New Development Update - [1.4.X releases]

"Amar S. Tumballi" <amar@xxxxxxxxxxxxx> · Fri, 6 Jun 2008 14:24:02 -0700

Hi,
 As the topic says, I want to give you all a snapshot of whats coming in
1.4.x series and where is our main focus for the release.

1.4.x -
* Performance of GlusterFS (reduced CPU and memory usage, protocol
enhancements)
* Non blocking I/O - to give more responsiveness to GlusterFS, remove the
issues faced due to timeout, freezing etc.
* Few features to handle different verticals of storage requirements.

The tarballs will be available from -
http://ftp.zresearch.com/pub/gluster/glusterfs/1.4-qa/
Advised to use only latest tarballs in directory, and Report bugs through
Savannah Bug tracking system only, so its easier for us to track them.

You can shift to 'glusterfs--mainline--3.0' branch (from which glusterfs
-1.4.0qa releases are made) if you want to try the latest fixes.
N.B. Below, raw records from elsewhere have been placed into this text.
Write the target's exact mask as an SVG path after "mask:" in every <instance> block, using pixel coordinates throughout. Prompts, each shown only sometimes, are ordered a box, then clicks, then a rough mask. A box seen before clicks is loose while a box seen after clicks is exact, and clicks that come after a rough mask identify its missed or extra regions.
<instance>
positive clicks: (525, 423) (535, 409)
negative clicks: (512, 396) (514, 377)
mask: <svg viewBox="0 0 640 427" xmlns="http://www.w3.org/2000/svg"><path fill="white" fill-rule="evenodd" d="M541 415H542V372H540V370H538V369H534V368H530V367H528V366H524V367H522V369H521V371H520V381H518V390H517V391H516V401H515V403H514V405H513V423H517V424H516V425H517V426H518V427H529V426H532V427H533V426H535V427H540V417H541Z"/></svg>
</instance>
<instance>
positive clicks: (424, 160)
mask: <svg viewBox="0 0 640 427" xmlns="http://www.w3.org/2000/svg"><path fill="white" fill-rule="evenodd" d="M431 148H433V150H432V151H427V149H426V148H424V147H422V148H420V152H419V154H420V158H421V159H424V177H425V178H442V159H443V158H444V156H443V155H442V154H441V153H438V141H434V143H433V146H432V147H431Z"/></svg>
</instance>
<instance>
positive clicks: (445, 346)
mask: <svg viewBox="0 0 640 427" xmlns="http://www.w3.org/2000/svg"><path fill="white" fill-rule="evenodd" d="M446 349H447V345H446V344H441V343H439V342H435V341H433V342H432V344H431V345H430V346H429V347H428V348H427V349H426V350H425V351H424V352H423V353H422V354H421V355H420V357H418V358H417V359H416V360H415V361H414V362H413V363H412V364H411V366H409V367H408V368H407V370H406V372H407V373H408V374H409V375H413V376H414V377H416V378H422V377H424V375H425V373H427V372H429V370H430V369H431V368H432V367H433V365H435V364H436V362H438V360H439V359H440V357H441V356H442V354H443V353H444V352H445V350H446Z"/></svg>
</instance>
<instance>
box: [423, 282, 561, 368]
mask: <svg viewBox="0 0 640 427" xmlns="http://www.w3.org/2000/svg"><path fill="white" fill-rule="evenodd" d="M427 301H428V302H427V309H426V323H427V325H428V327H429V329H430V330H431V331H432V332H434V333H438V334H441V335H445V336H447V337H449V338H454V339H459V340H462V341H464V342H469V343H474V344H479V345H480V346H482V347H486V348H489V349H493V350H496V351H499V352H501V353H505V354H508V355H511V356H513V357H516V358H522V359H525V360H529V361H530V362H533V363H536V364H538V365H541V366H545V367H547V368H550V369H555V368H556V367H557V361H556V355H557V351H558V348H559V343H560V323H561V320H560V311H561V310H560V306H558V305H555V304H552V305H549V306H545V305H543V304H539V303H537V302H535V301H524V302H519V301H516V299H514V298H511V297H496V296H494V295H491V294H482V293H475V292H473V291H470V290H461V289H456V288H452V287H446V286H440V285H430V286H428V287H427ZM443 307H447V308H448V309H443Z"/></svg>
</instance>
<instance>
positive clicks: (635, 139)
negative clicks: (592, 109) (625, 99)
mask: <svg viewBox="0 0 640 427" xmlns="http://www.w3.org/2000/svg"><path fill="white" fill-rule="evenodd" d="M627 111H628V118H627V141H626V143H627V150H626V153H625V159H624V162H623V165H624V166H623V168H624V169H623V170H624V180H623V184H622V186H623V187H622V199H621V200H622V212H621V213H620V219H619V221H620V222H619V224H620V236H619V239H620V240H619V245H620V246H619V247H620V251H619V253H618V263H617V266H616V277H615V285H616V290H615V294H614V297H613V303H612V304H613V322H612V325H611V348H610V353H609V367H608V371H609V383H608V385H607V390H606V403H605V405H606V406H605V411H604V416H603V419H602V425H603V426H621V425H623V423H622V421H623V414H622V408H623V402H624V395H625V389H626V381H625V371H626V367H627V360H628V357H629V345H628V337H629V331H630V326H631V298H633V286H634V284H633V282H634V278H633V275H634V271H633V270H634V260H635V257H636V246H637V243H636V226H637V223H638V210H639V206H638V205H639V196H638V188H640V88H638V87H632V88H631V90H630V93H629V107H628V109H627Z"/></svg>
Though none
of these are not yet advised for production usage.

That was a higher level description of what is coming. Here are exact
module/translator wise description of whats inside the tarball for you.
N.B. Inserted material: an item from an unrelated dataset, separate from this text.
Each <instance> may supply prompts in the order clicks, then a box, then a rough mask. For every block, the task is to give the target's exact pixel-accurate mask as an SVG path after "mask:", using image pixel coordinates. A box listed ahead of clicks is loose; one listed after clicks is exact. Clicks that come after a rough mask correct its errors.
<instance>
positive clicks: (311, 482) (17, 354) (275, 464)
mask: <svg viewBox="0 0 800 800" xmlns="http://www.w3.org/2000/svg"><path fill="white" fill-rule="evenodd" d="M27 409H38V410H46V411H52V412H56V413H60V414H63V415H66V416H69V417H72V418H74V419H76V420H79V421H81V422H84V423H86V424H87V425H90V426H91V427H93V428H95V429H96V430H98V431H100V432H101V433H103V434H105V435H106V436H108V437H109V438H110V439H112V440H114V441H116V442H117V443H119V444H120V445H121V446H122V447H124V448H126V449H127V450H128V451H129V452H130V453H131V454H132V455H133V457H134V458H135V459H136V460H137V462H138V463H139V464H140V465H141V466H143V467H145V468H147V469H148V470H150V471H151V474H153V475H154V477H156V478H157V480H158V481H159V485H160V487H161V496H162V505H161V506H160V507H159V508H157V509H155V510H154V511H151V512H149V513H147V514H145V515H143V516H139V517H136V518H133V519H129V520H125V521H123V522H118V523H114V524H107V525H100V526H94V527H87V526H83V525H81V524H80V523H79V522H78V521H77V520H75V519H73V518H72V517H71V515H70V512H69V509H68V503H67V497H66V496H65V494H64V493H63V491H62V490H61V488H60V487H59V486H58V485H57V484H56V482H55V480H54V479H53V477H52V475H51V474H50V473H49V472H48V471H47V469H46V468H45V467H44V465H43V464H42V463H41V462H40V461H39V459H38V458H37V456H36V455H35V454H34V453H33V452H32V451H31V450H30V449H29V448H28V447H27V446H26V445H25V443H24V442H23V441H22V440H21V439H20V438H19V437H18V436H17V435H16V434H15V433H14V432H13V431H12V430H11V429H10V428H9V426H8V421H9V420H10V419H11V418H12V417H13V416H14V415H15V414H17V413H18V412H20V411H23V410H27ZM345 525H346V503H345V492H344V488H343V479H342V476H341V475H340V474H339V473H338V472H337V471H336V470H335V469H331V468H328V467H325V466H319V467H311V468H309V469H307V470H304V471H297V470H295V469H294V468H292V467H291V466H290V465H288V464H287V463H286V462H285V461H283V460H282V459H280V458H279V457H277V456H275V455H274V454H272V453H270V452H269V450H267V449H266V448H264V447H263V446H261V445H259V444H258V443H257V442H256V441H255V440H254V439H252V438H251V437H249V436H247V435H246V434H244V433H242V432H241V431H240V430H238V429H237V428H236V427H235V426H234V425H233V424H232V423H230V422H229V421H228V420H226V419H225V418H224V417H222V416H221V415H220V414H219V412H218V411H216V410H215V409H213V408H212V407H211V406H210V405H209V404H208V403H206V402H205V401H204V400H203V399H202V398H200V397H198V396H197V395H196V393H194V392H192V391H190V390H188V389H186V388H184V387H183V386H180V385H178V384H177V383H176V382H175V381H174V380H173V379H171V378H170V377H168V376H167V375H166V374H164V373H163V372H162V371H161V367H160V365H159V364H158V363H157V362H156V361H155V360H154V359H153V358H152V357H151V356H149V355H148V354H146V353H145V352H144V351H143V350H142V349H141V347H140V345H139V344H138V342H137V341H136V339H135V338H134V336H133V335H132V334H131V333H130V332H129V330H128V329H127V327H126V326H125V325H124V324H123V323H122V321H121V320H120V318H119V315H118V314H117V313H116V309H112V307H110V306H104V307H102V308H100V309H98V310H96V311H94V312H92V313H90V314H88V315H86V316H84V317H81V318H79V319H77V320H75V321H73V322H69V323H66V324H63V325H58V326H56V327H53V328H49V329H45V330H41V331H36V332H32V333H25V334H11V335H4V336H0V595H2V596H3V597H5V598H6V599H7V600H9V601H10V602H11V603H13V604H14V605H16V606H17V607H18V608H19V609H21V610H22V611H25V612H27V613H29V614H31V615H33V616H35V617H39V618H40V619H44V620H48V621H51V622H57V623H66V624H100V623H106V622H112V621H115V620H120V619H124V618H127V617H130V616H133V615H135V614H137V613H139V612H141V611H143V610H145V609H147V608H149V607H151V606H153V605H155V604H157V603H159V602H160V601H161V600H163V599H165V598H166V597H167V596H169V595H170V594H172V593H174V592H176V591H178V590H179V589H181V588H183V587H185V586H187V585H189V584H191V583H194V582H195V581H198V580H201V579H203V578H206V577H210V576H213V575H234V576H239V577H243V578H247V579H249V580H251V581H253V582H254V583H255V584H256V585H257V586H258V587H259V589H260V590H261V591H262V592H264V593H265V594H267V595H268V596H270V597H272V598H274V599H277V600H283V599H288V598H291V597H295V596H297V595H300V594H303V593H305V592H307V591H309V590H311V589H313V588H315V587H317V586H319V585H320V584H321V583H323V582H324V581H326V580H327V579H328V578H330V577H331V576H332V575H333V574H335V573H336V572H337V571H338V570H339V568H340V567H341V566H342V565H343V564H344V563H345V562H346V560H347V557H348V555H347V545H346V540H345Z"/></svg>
* nbio - (non-blocking I/O) This feature comes with significant/drastic
changes in transport layer. Lot of drastic changes to improve the
responsiveness of server and to handle more connections. Designed to scale
for higher number of servers/clients.
  - NOTE that this release of QA has only TCP/IP transport layer supported,
work is going on to port it to ib-verbs module.

* binary protocol - this reduces the amount of header/protocol data
transfered over wire significantly, also reduces the CPU usage as there is
no binary to ASCII (and vica-versa) involved at protocol layer. The
difference may not be significant for large file performance, but for small
files and meta operations this will be phenomenal improvement.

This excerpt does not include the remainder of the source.